What's been the most rewarding part of this year? I love Detroit more than anything. To be able to see people in a space, to be a part of a growing community space on the oldest paved road in the country — business is all about people. Nothing is better than coming in here and shaking hands with lots of people. Detroit is full of all this great history, all these great stories and I think it's great to have the chance to try and hear some more of them.
What's next for the space? What else is in the works? 2014 is definitely a year of growth. 2013 is a year of stabilizing, but we're looking forward to growth next year. We're opening a spot in a the Mindy Lopus bakery that's set to open in Grosse Pointe on Kercheval, which we're excited about. Hopefully the bread is good — we need more good places for bread.
How will the opening of the Woodward Garden complex next door change your business?Since I was down here in the 1990s at Wayne, this is the most growth in the city I've seen. There are so many development plans in the works. Our area here, for example, is going to definitely be an entertainment district. With the DSO, the Majestic Theatre and the future Garden Theatre, there's going to be a lot right here that's all walkable.

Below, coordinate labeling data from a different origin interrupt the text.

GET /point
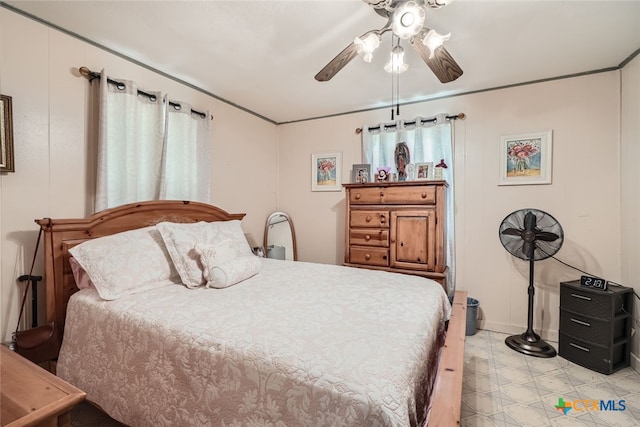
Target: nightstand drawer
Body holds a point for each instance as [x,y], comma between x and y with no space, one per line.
[369,219]
[590,328]
[592,303]
[602,359]
[369,236]
[369,256]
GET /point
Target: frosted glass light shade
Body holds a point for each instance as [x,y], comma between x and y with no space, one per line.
[366,46]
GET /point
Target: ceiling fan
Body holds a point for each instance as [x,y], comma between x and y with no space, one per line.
[405,19]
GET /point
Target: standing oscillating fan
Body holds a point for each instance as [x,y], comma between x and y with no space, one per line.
[531,235]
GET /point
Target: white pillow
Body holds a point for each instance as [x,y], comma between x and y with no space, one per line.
[231,272]
[180,240]
[126,263]
[216,254]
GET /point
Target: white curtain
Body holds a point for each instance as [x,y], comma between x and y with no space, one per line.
[147,149]
[428,140]
[186,173]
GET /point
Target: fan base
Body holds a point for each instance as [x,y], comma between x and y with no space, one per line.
[529,343]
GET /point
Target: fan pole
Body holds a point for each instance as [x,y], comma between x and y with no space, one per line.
[529,343]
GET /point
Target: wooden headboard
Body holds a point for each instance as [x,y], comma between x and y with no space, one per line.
[62,234]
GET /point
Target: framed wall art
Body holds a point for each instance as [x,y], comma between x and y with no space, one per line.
[526,158]
[6,135]
[361,173]
[326,169]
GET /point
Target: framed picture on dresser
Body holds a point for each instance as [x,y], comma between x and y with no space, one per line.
[361,173]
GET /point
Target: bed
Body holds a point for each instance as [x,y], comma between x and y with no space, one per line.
[288,344]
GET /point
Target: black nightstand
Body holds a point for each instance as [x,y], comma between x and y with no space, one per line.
[595,326]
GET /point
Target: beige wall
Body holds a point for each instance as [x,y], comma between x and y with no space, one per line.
[38,68]
[630,191]
[584,114]
[594,193]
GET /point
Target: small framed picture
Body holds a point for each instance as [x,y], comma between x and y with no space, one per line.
[361,173]
[423,171]
[6,135]
[326,170]
[525,158]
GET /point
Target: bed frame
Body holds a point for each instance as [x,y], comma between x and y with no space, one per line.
[63,234]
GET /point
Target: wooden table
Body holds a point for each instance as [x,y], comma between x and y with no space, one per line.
[31,396]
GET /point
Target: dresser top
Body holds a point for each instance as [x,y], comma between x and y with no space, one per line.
[426,183]
[611,289]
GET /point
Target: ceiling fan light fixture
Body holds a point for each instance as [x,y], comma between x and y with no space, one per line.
[367,45]
[407,20]
[396,62]
[433,40]
[437,4]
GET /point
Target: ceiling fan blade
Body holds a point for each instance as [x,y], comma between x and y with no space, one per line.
[442,64]
[546,236]
[343,58]
[337,63]
[512,232]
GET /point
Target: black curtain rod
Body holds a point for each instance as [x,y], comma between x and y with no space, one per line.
[433,120]
[92,75]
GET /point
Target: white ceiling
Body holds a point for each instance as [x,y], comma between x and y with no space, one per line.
[263,55]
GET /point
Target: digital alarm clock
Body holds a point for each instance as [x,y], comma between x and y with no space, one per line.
[593,282]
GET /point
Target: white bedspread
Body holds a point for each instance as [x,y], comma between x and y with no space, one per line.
[299,344]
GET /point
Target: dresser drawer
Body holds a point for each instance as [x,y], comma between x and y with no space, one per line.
[592,329]
[369,256]
[602,359]
[591,303]
[369,219]
[413,195]
[369,236]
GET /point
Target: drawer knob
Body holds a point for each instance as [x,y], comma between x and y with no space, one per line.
[580,322]
[579,347]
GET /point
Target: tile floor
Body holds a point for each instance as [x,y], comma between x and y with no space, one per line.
[502,387]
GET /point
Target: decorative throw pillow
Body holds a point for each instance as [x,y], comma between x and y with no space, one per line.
[216,254]
[126,263]
[180,240]
[231,272]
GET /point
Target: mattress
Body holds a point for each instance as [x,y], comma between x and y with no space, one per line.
[298,344]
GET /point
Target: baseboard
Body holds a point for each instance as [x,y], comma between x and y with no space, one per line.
[635,362]
[514,330]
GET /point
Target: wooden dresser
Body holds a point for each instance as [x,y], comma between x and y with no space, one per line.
[397,226]
[32,396]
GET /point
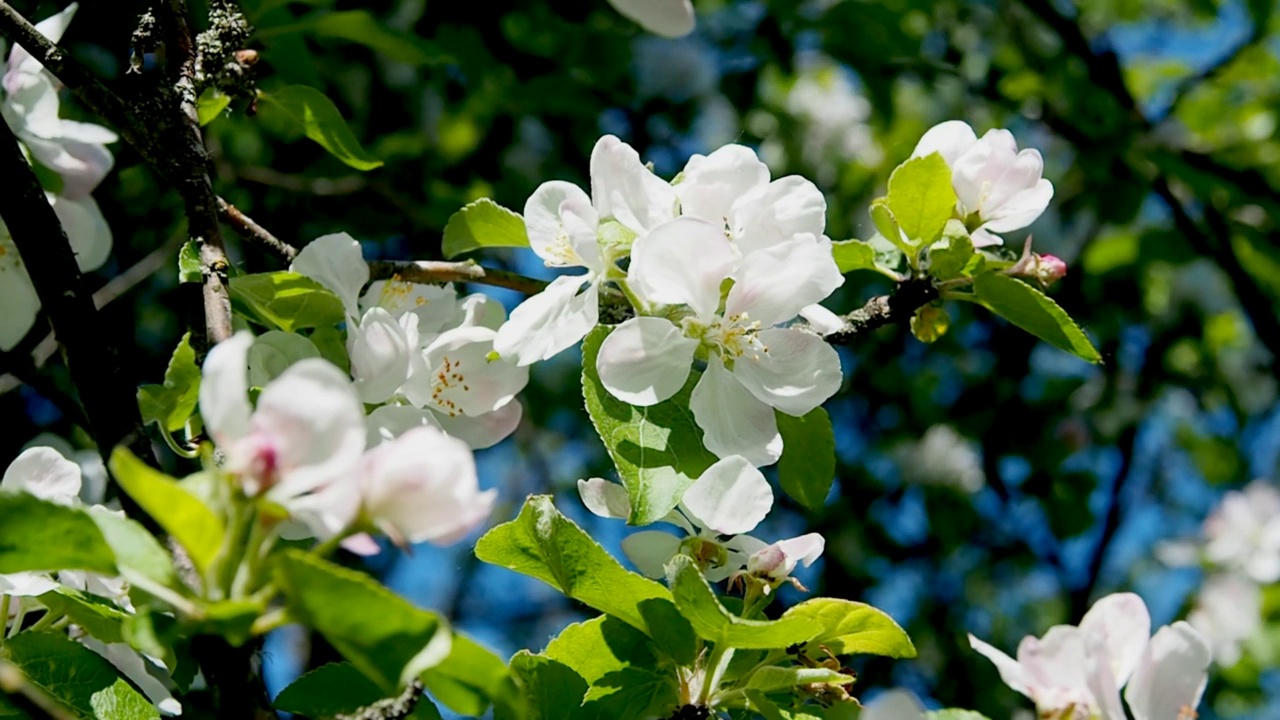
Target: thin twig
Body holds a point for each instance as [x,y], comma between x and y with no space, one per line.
[186,141]
[88,343]
[442,272]
[247,228]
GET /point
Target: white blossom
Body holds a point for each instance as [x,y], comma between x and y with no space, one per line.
[753,367]
[1075,673]
[668,18]
[728,499]
[999,188]
[563,229]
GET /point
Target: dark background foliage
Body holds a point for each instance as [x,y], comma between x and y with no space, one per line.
[1047,482]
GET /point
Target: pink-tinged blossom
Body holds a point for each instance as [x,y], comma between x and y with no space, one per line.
[999,188]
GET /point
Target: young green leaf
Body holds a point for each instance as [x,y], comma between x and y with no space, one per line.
[286,301]
[1032,310]
[320,121]
[850,628]
[483,223]
[82,680]
[384,636]
[37,534]
[657,450]
[626,678]
[179,513]
[808,463]
[920,197]
[172,404]
[545,545]
[713,623]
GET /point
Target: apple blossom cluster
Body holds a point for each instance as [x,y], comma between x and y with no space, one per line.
[723,223]
[999,188]
[1240,552]
[1075,673]
[716,513]
[306,446]
[419,351]
[44,473]
[76,158]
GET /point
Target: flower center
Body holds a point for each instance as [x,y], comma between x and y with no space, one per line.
[728,337]
[447,386]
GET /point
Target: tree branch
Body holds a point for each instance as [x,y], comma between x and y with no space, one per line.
[186,142]
[439,272]
[883,310]
[90,347]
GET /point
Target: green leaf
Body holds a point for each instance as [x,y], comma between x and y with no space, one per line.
[190,269]
[77,677]
[713,623]
[483,223]
[37,534]
[808,463]
[327,691]
[1032,310]
[851,628]
[286,301]
[95,615]
[626,678]
[947,261]
[551,689]
[137,552]
[320,121]
[470,678]
[772,678]
[853,255]
[273,352]
[383,634]
[179,513]
[955,714]
[172,404]
[545,545]
[920,197]
[362,28]
[211,104]
[657,450]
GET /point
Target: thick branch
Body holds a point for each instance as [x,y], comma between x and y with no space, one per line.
[92,358]
[439,272]
[885,310]
[186,142]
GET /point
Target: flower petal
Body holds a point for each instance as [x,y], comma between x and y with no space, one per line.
[951,139]
[1171,675]
[604,499]
[777,213]
[487,429]
[645,360]
[622,187]
[711,185]
[772,286]
[1010,670]
[650,551]
[337,263]
[682,263]
[561,223]
[796,373]
[44,473]
[1123,624]
[732,420]
[554,319]
[668,18]
[730,497]
[224,390]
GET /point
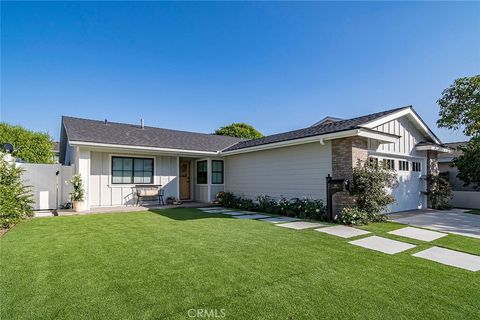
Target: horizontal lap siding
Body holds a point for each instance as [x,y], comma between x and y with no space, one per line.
[104,194]
[294,171]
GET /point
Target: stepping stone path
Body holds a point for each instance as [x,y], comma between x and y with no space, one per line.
[211,208]
[382,244]
[279,219]
[300,225]
[217,211]
[251,216]
[234,213]
[343,231]
[418,234]
[451,258]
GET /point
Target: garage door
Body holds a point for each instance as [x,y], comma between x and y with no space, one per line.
[409,186]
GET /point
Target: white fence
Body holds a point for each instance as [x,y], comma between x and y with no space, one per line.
[49,183]
[466,199]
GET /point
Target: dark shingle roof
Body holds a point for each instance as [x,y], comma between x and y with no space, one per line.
[128,134]
[312,131]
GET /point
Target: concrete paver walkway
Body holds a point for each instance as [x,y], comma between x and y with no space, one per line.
[450,221]
[343,231]
[451,257]
[418,234]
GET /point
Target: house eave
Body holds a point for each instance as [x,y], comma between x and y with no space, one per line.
[367,133]
[433,148]
[119,147]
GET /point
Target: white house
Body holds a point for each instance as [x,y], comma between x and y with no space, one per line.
[114,157]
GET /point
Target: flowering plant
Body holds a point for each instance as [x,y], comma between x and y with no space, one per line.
[78,193]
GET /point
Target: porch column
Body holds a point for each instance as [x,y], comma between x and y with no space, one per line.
[83,169]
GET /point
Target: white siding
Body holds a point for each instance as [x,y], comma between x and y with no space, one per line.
[409,137]
[294,171]
[104,194]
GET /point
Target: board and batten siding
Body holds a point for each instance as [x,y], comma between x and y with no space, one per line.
[105,194]
[294,171]
[409,137]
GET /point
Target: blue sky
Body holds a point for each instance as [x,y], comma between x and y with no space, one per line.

And with some other residential development, we're looking at the possibility of having 200 residential units all within one block of us. That's going to change a lot.
Detroit's independent coffee shops get written about by national news outlets with some degree of incredulity. How do you interpret that? With bankruptcy, with all this change, Detroit has become a story in itself. It's up to us, up to all us to tell the best story we can.